Department of Respiratory Medicine, First Hospital of Jilin University, Changchun, China.
Eur Rev Med Pharmacol Sci. 2018 Feb;22(4):1020-1027. doi: 10.26355/eurrev_201802_14384.
Lung cancer is one of the most common malignancies worldwide, the morbidity and mortality of which have been on rising in recent years. Moreover, lncRNAs have been implicated in the development of various cancers, as well as cancer treatment and prognosis. In this study, long non-coding RNA (lncRNA) MEG3, an identified tumor suppressor, was explored for its role in the chemotherapy of lung cancer.
All cases were divided into (I+II) group and (III+IV) group according to different stages of tumor node metastasis (TNM), and were divided into sensitive group and insensitive group according to chemotherapy sensitivity. A549 and H292 cells were selected as the resistant cell and non-resistant lung cancer cells. Quantitative reverse transcriptase-polymerase chain reaction (qRT-PCR) was performed to detect the expression of MEG3. After transfection with overexpression plasmid pcDNA-MEG3 or/and different concentrations of vincristine, cell viability and proliferation were measured by cell counting kit-8 (CCK-8) assay and plate cloning assay, respectively. Western blotting was used to analyze the expressions of autophagy-related proteins.
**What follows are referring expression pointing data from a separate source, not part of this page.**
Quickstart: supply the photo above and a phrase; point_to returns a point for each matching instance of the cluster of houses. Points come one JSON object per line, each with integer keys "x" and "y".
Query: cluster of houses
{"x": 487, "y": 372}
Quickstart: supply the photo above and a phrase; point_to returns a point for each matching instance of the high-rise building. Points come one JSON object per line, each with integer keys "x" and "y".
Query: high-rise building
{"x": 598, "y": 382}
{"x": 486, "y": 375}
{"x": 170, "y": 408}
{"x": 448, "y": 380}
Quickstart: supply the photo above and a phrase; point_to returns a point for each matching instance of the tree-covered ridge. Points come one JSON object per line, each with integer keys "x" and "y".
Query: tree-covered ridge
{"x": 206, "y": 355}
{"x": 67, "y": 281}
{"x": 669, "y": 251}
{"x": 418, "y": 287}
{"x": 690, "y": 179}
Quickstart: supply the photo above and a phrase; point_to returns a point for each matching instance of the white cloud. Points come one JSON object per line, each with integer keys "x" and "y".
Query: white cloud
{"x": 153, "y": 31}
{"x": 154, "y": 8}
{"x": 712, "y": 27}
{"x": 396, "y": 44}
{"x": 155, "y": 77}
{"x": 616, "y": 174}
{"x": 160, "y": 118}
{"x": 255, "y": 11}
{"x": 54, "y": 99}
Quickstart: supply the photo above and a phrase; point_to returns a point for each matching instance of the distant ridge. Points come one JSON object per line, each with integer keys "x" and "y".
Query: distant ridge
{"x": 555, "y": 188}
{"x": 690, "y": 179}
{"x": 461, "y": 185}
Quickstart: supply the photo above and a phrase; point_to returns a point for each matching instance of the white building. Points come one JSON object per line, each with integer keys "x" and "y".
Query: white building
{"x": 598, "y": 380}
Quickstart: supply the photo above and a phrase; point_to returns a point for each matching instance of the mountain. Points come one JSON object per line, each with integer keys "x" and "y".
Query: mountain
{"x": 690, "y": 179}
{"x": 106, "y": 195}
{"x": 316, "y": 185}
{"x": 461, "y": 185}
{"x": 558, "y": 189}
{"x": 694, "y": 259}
In vivo, lncRNA MEG3 was significantly lower in III+IV group and insensitive group than that in I+II group and sensitive group. In vitro, MEG3 expression in resistant cells was significantly lower than that in non-resistant cells. Overexpression of MEG3 significant inhibited the viability and proliferation of both resistant and non-resistant lung cancer cells. Western blot results showed that autophagy level was higher in resistant cells than that in non-resistant cells, while overexpression of MEG3 significantly reduced the expression of autophagy-related proteins. CCK-8 results also indicated that the cell viability was negatively correlated with the dose of vincristine, while the viability of drug-resistant cells was higher than that of non-drug resistant cells after the treatment of vincristine. The vitality of both cells decreased in a concentration-dependent manner after combined treatment with vincristine and MEG3.
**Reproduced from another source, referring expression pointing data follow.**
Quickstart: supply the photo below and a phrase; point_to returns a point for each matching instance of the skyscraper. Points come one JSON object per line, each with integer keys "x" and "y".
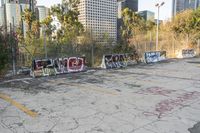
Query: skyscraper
{"x": 12, "y": 10}
{"x": 147, "y": 15}
{"x": 99, "y": 17}
{"x": 181, "y": 5}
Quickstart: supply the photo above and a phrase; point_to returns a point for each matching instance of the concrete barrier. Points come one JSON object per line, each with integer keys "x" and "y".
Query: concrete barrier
{"x": 188, "y": 53}
{"x": 154, "y": 56}
{"x": 48, "y": 67}
{"x": 42, "y": 67}
{"x": 117, "y": 61}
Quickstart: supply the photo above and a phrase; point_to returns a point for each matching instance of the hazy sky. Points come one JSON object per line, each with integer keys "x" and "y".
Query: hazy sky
{"x": 165, "y": 11}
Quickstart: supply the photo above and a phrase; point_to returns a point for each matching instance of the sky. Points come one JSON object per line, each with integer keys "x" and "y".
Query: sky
{"x": 165, "y": 10}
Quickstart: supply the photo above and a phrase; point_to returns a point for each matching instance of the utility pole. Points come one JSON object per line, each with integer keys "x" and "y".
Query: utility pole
{"x": 45, "y": 43}
{"x": 199, "y": 46}
{"x": 92, "y": 54}
{"x": 12, "y": 43}
{"x": 157, "y": 33}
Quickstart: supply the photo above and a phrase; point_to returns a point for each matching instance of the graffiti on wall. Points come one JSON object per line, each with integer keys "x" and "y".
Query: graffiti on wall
{"x": 43, "y": 67}
{"x": 118, "y": 61}
{"x": 154, "y": 56}
{"x": 48, "y": 67}
{"x": 188, "y": 53}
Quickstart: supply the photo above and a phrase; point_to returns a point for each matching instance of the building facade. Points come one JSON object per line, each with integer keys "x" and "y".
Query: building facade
{"x": 147, "y": 15}
{"x": 181, "y": 5}
{"x": 12, "y": 10}
{"x": 99, "y": 17}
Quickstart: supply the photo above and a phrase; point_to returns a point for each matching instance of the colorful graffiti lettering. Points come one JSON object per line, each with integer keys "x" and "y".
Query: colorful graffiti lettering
{"x": 118, "y": 61}
{"x": 154, "y": 56}
{"x": 43, "y": 67}
{"x": 188, "y": 53}
{"x": 75, "y": 64}
{"x": 48, "y": 67}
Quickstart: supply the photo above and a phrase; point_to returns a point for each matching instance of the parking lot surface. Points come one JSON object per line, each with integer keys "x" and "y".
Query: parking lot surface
{"x": 153, "y": 98}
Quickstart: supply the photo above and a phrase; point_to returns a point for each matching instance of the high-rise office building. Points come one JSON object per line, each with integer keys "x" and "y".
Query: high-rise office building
{"x": 147, "y": 15}
{"x": 12, "y": 10}
{"x": 181, "y": 5}
{"x": 99, "y": 17}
Our data indicated that lncRNA MEG3 showed a low expression in chemotherapy-sensitive lung cancer tissues, and overexpression of lncRNA MEG3 attenuated autophagy level, thus increasing the sensitivity of vincristine in chemotherapy of lung cancer.
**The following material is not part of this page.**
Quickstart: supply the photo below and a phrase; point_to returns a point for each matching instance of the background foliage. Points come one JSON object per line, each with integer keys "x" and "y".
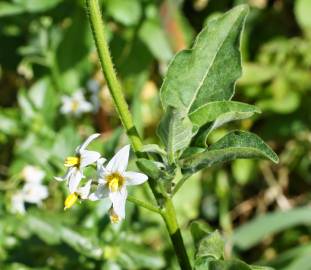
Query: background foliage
{"x": 47, "y": 52}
肺癌是全球最常见的恶性肿瘤之一,近年来其发病率和死亡率呈上升趋势。此外,长链非编码 RNA(lncRNA)已被证实参与多种癌症的发生、发展以及癌症的治疗和预后。本研究旨在探讨长链非编码 RNA(lncRNA)MEG3 在肺癌化疗中的作用,MEG3 是一种已鉴定的肿瘤抑制因子。
根据肿瘤淋巴结转移(TNM)分期不同,将所有病例分为(I+II)组和(III+IV)组,根据化疗敏感性分为敏感组和不敏感组。选择 A549 和 H292 细胞作为耐药细胞和非耐药肺癌细胞。采用实时定量逆转录聚合酶链反应(qRT-PCR)检测 MEG3 的表达。转染过表达质粒 pcDNA-MEG3 及不同浓度长春新碱后,通过细胞计数试剂盒(CCK-8)法和平板克隆实验分别检测细胞活力和增殖。采用 Western blot 分析自噬相关蛋白的表达。
体内实验结果显示,III+IV 期和不敏感组的 lncRNA MEG3 表达明显低于 I+II 期和敏感组。体外实验结果显示,耐药细胞中 MEG3 的表达明显低于非耐药细胞。过表达 MEG3 显著抑制耐药和非耐药肺癌细胞的活力和增殖。Western blot 结果显示,耐药细胞中的自噬水平高于非耐药细胞,而过表达 MEG3 显著降低了自噬相关蛋白的表达。CCK-8 结果也表明,细胞活力与长春新碱的剂量呈负相关,而长春新碱处理后耐药细胞的活力高于非耐药细胞。长春新碱和 MEG3 联合处理后,两种细胞的活力均呈浓度依赖性下降。
本研究数据表明,lncRNA MEG3 在化疗敏感的肺癌组织中表达较低,过表达 lncRNA MEG3 可降低自噬水平,从而提高长春新碱在肺癌化疗中的敏感性。